In our case, we observed different pathological variants of glioblastoma in the disease course. Both histopathologic types of GBM-Os and GBM-PNETs tend to contribute to a favorable prognosis. In addition, probably because of initial radical surgical resection, young age at the time of diagnosis, silencing of MGMT, and positive IDH-1 staining, the patient had long-term survival.

4. Conclusion

GBM is associated with substantial diversity in its clinicopathological characteristics. GBM-Os resemble GBMs but also contain areas resembling oligodendroglioma, whereas GBM-PNETs are rare tumors with the combined features of high-grade glioma and primitive neuroectodermal tumors. This report illustrates that the distinct histopathologic variants of glioblastoma can appear throughout the disease course and such tumors are associated with favorable outcomes.

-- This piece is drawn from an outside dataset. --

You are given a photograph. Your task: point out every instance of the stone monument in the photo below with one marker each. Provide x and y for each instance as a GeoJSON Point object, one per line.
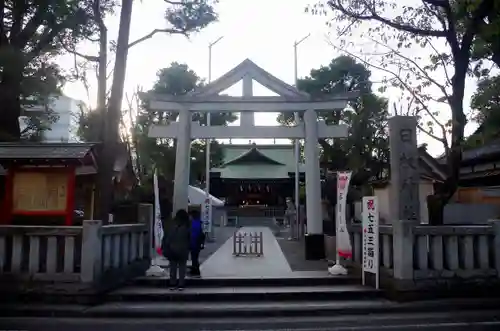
{"type": "Point", "coordinates": [405, 173]}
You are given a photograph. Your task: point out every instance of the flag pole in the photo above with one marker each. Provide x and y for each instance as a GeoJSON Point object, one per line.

The patient’s consent was obtained to publish the information and pictures of this case report.

Conflicts of Interest

There are no conflicts of interest.

Authors’ Contributions

Ying-Tso Chen wrote the manuscript. Ying-Tso Chen, Chi-Man Yip, Shu-Shong Hsu, and Ping-Hong Lai participated in the diagnosis and treatment of the case. Huai-Pao Lee carried out the pathological analysis. All authors approved the final manuscript.